Unistructurality of cluster algebras of type ${\widetilde{\mathbb{A}}}$

TL;DR

This paper proves the unistructurality conjecture for cluster algebras of type A, showing that their cluster variables uniquely determine their structure, and confirms the automorphism conjecture for these types.

Contribution

It establishes unistructurality and automorphism conjectures for cluster algebras of type A, extending previous results beyond Dynkin and rank 2 cases.

Findings

Unistructurality holds for A cluster algebras.

Automorphism conjecture is validated for A types.

Uses triangulations of annuli and algebraic independence in proofs.

Abstract

It is conjectured by Ibrahim Assem, Ralf Schiffler and Vasilisa Shramchenko in "Cluster Automorphisms and Compatibility of Cluster Variables" that every cluster algebra is unistructural, that is to say, that the set of cluster variables determines uniquely the cluster algebra structure.
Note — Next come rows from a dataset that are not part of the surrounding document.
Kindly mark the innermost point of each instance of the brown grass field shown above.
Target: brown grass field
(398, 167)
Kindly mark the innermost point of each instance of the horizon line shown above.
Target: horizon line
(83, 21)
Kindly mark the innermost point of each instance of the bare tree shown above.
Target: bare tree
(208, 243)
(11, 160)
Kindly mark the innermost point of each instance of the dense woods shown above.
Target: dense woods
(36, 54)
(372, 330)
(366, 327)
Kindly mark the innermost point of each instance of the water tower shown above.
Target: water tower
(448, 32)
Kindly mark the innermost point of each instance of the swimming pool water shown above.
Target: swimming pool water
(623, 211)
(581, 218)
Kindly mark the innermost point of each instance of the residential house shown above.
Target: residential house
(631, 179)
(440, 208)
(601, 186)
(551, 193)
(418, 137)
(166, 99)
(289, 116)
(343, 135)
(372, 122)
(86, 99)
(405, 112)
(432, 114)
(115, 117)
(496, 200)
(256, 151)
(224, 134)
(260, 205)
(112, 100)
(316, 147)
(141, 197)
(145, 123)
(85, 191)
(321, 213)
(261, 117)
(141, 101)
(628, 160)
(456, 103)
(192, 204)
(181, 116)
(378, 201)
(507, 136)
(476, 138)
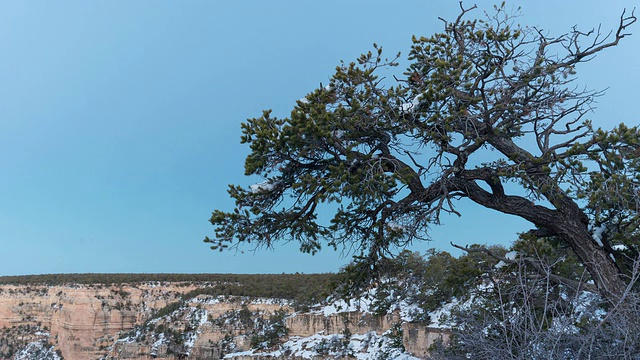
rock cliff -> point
(155, 320)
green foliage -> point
(427, 282)
(385, 159)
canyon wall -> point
(154, 320)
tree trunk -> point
(568, 222)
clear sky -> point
(120, 120)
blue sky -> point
(120, 120)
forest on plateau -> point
(487, 111)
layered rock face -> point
(154, 320)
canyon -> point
(179, 320)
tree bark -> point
(568, 222)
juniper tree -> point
(485, 111)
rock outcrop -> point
(155, 320)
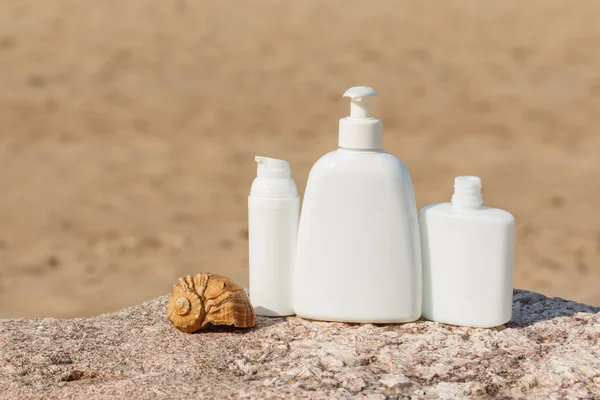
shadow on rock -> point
(530, 308)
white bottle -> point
(358, 257)
(273, 211)
(468, 255)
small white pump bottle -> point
(468, 255)
(273, 211)
(358, 257)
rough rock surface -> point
(550, 349)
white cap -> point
(273, 179)
(272, 168)
(467, 192)
(360, 130)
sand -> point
(128, 130)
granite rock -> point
(549, 350)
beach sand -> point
(128, 131)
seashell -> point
(206, 298)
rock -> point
(550, 349)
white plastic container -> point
(468, 256)
(358, 257)
(273, 212)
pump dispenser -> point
(358, 257)
(468, 255)
(273, 210)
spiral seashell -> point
(206, 298)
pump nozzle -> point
(360, 131)
(360, 105)
(272, 167)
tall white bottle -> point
(273, 211)
(358, 257)
(468, 255)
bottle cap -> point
(273, 179)
(467, 192)
(360, 130)
(272, 168)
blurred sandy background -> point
(128, 130)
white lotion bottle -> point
(358, 257)
(273, 212)
(468, 257)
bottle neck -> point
(360, 134)
(467, 192)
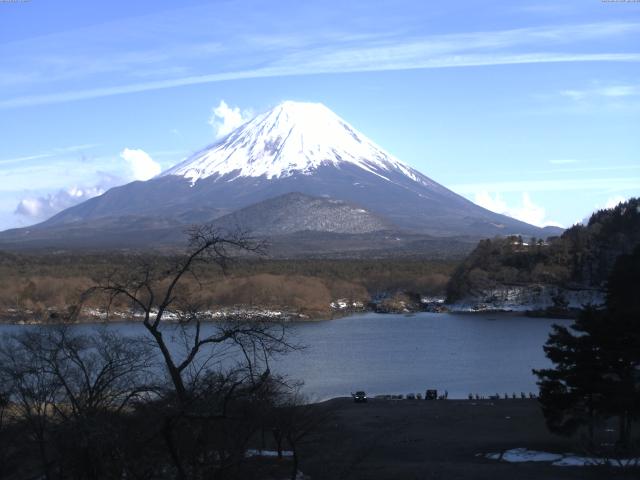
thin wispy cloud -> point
(244, 56)
(525, 210)
(600, 184)
(52, 153)
(563, 161)
(606, 92)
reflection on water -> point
(399, 354)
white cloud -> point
(527, 211)
(41, 208)
(314, 53)
(38, 208)
(225, 119)
(142, 166)
(602, 92)
(614, 201)
(563, 161)
(612, 184)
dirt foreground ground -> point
(418, 439)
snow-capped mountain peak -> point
(292, 138)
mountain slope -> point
(295, 147)
(295, 212)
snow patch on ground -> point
(267, 453)
(523, 298)
(517, 455)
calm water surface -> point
(460, 353)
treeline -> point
(582, 256)
(45, 286)
(183, 400)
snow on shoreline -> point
(518, 455)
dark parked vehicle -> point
(359, 397)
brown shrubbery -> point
(47, 286)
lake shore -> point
(442, 439)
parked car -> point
(359, 397)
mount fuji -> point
(337, 173)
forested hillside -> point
(581, 258)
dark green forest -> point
(582, 257)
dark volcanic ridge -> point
(296, 168)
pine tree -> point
(596, 371)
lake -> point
(400, 354)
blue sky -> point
(528, 108)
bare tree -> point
(218, 371)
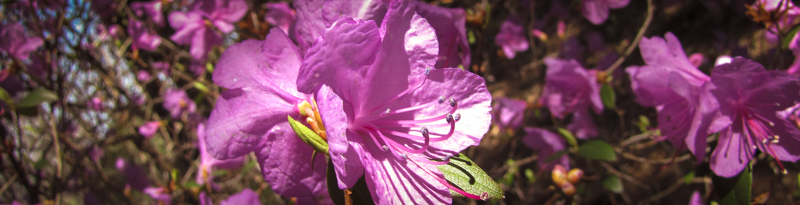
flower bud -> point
(574, 175)
(559, 175)
(568, 189)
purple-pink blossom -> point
(143, 37)
(148, 129)
(509, 113)
(512, 37)
(194, 26)
(279, 14)
(741, 102)
(251, 115)
(151, 10)
(15, 43)
(178, 103)
(390, 116)
(596, 11)
(569, 88)
(671, 83)
(209, 163)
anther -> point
(485, 196)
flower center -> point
(311, 113)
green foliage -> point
(597, 149)
(466, 175)
(37, 97)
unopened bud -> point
(559, 175)
(574, 175)
(568, 189)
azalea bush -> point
(399, 102)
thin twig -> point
(650, 10)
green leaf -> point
(360, 192)
(597, 149)
(613, 184)
(569, 137)
(37, 97)
(687, 179)
(461, 172)
(607, 95)
(309, 136)
(5, 97)
(200, 86)
(734, 190)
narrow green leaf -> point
(687, 179)
(734, 190)
(461, 172)
(38, 96)
(613, 184)
(200, 86)
(569, 137)
(597, 149)
(190, 185)
(607, 95)
(309, 136)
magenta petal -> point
(202, 42)
(247, 196)
(185, 25)
(285, 162)
(347, 49)
(394, 181)
(342, 144)
(315, 16)
(731, 155)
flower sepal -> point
(309, 136)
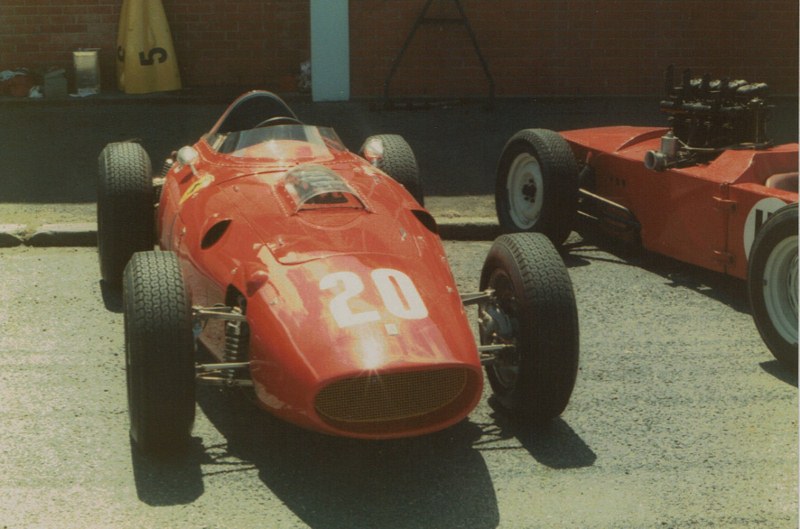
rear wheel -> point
(536, 187)
(159, 353)
(772, 284)
(533, 311)
(392, 154)
(125, 200)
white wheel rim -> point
(525, 188)
(780, 288)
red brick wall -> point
(573, 47)
(533, 47)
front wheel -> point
(159, 353)
(536, 186)
(532, 311)
(125, 199)
(772, 284)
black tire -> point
(159, 353)
(399, 162)
(772, 284)
(125, 208)
(536, 187)
(534, 296)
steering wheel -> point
(278, 120)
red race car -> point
(315, 277)
(712, 190)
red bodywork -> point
(705, 214)
(356, 326)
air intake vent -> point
(388, 403)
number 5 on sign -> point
(398, 294)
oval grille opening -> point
(355, 402)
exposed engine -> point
(709, 116)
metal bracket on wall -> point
(424, 19)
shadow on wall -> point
(50, 151)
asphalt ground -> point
(680, 419)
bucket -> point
(87, 70)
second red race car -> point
(315, 278)
(711, 190)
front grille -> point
(381, 402)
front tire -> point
(125, 199)
(533, 310)
(392, 154)
(772, 284)
(159, 353)
(536, 187)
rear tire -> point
(125, 208)
(772, 284)
(159, 353)
(533, 308)
(536, 187)
(398, 161)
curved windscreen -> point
(296, 143)
(314, 186)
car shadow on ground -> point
(581, 251)
(437, 480)
(776, 369)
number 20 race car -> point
(712, 190)
(315, 277)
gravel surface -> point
(680, 418)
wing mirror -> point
(188, 156)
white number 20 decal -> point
(397, 291)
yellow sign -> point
(146, 60)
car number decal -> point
(756, 217)
(397, 291)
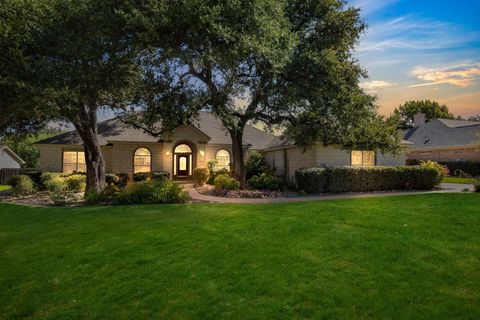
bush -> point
(122, 180)
(265, 181)
(214, 172)
(105, 196)
(347, 179)
(201, 176)
(443, 171)
(470, 167)
(148, 192)
(111, 179)
(22, 185)
(312, 180)
(75, 182)
(225, 182)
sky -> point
(422, 49)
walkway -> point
(445, 188)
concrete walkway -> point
(444, 188)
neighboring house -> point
(444, 139)
(9, 159)
(129, 150)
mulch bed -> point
(209, 190)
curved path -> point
(444, 188)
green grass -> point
(409, 257)
(459, 180)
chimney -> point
(418, 120)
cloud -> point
(371, 6)
(409, 33)
(376, 84)
(461, 76)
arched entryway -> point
(183, 160)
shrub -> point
(225, 182)
(105, 196)
(470, 167)
(265, 181)
(122, 179)
(111, 179)
(443, 171)
(75, 182)
(312, 180)
(147, 192)
(214, 172)
(160, 175)
(201, 176)
(348, 179)
(22, 185)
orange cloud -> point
(461, 77)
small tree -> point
(431, 109)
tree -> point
(431, 109)
(290, 62)
(76, 57)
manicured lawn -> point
(414, 257)
(459, 180)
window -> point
(74, 161)
(363, 158)
(223, 159)
(142, 160)
(182, 148)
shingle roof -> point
(444, 133)
(114, 130)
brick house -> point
(444, 140)
(129, 150)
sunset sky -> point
(422, 49)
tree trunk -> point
(87, 129)
(237, 155)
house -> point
(444, 140)
(129, 150)
(9, 159)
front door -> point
(183, 165)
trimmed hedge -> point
(470, 167)
(347, 179)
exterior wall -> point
(446, 154)
(7, 162)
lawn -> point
(409, 257)
(458, 180)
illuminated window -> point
(142, 160)
(74, 161)
(363, 158)
(182, 148)
(223, 159)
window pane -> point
(223, 159)
(183, 148)
(356, 158)
(368, 158)
(182, 163)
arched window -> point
(223, 159)
(142, 160)
(182, 148)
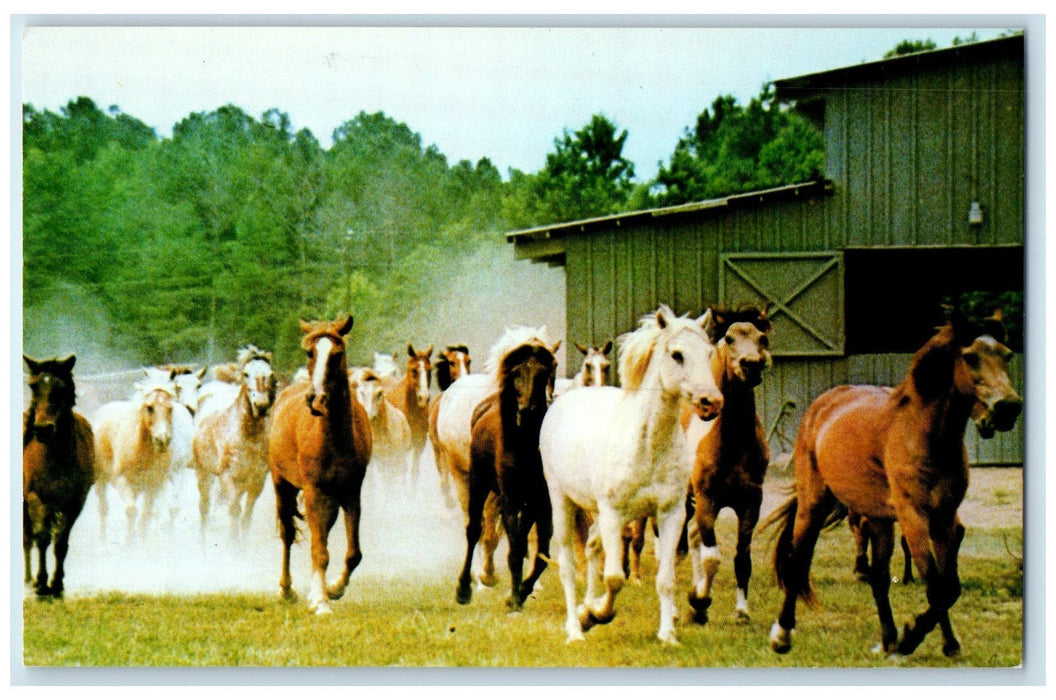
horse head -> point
(981, 370)
(527, 376)
(743, 342)
(369, 390)
(258, 377)
(187, 382)
(419, 369)
(596, 364)
(452, 364)
(53, 393)
(681, 352)
(155, 413)
(324, 344)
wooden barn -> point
(923, 197)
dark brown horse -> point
(320, 443)
(505, 460)
(730, 455)
(411, 396)
(897, 455)
(58, 464)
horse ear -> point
(33, 365)
(708, 323)
(345, 325)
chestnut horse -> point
(730, 455)
(897, 454)
(452, 364)
(57, 469)
(620, 454)
(231, 445)
(411, 396)
(319, 443)
(505, 461)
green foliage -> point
(736, 149)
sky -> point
(502, 93)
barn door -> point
(806, 294)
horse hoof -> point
(780, 639)
(667, 639)
(699, 606)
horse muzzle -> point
(706, 405)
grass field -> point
(408, 618)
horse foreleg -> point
(747, 518)
(479, 492)
(609, 529)
(321, 514)
(353, 554)
(670, 523)
(285, 497)
(564, 532)
(704, 556)
(882, 538)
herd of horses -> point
(588, 464)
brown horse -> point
(505, 461)
(451, 365)
(57, 469)
(897, 455)
(411, 396)
(730, 455)
(319, 443)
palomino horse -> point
(57, 469)
(897, 455)
(391, 434)
(620, 454)
(505, 461)
(452, 364)
(319, 443)
(411, 396)
(230, 445)
(730, 455)
(134, 450)
(594, 372)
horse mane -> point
(723, 318)
(250, 353)
(636, 347)
(511, 340)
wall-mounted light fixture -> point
(975, 214)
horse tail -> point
(792, 576)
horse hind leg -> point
(353, 554)
(285, 496)
(882, 538)
(747, 519)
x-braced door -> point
(806, 296)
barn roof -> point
(813, 86)
(546, 243)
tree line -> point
(187, 247)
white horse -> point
(230, 443)
(137, 443)
(391, 453)
(594, 372)
(620, 454)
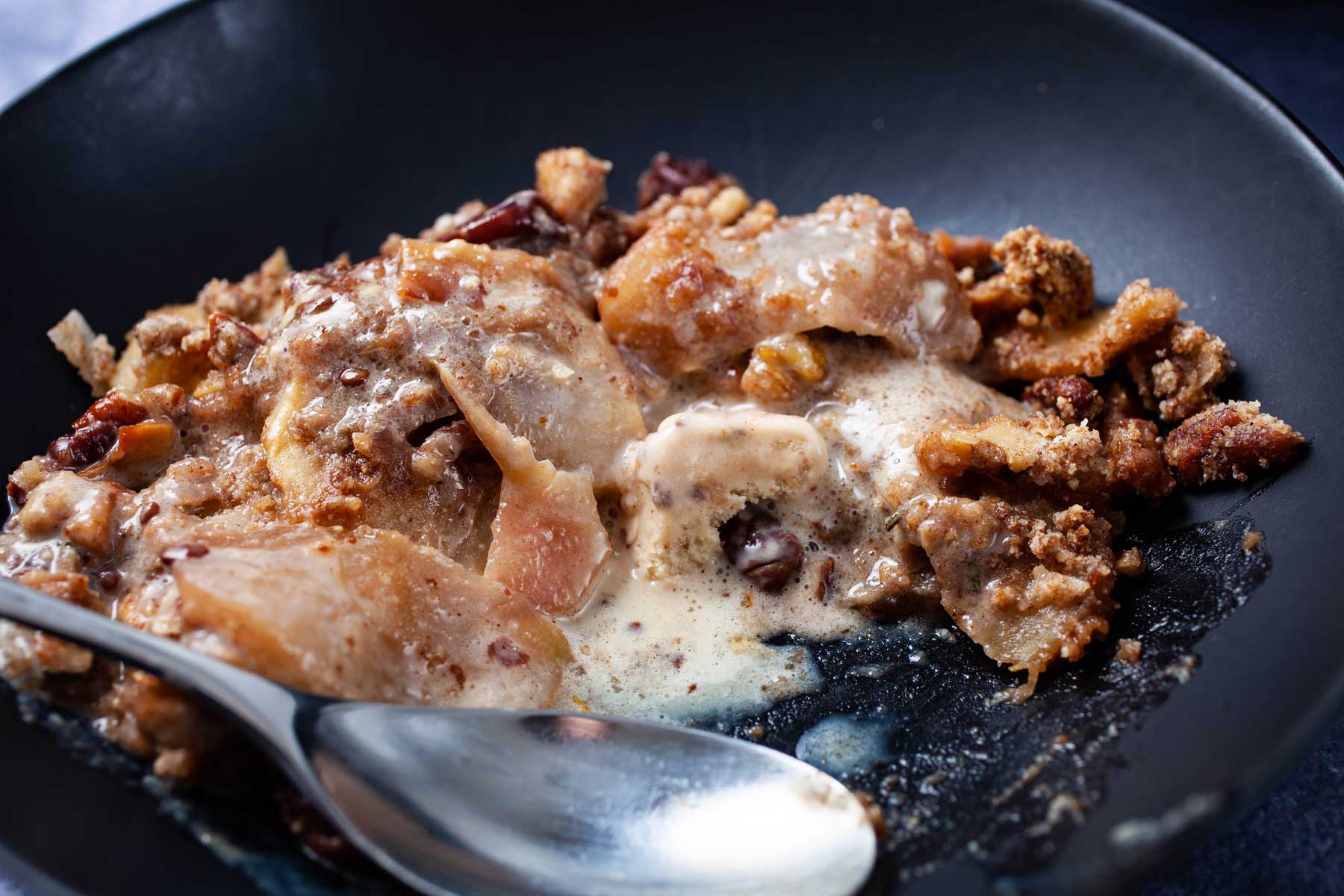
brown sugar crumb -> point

In other words, there exists a unique decomposition of the set of cluster variables into clusters. This conjecture has been proven to hold true for algebras of type Dynkin or rank 2 by Assem, Schiffler and Shramchenko. The aim of this paper is to prove it for algebras of type ${\widetilde{\mathbb{A}}}$. We use triangulations of annuli and algebraic independence of clusters to prove unistructurality for algebras arising from annuli, which are of type ${\widetilde{\mathbb{A}}}$. We also prove the automorphism conjecture from Assem, Schiffler and Shramchenko for algebras of type ${\widetilde{\mathbb{A}}}$ as a direct consequence.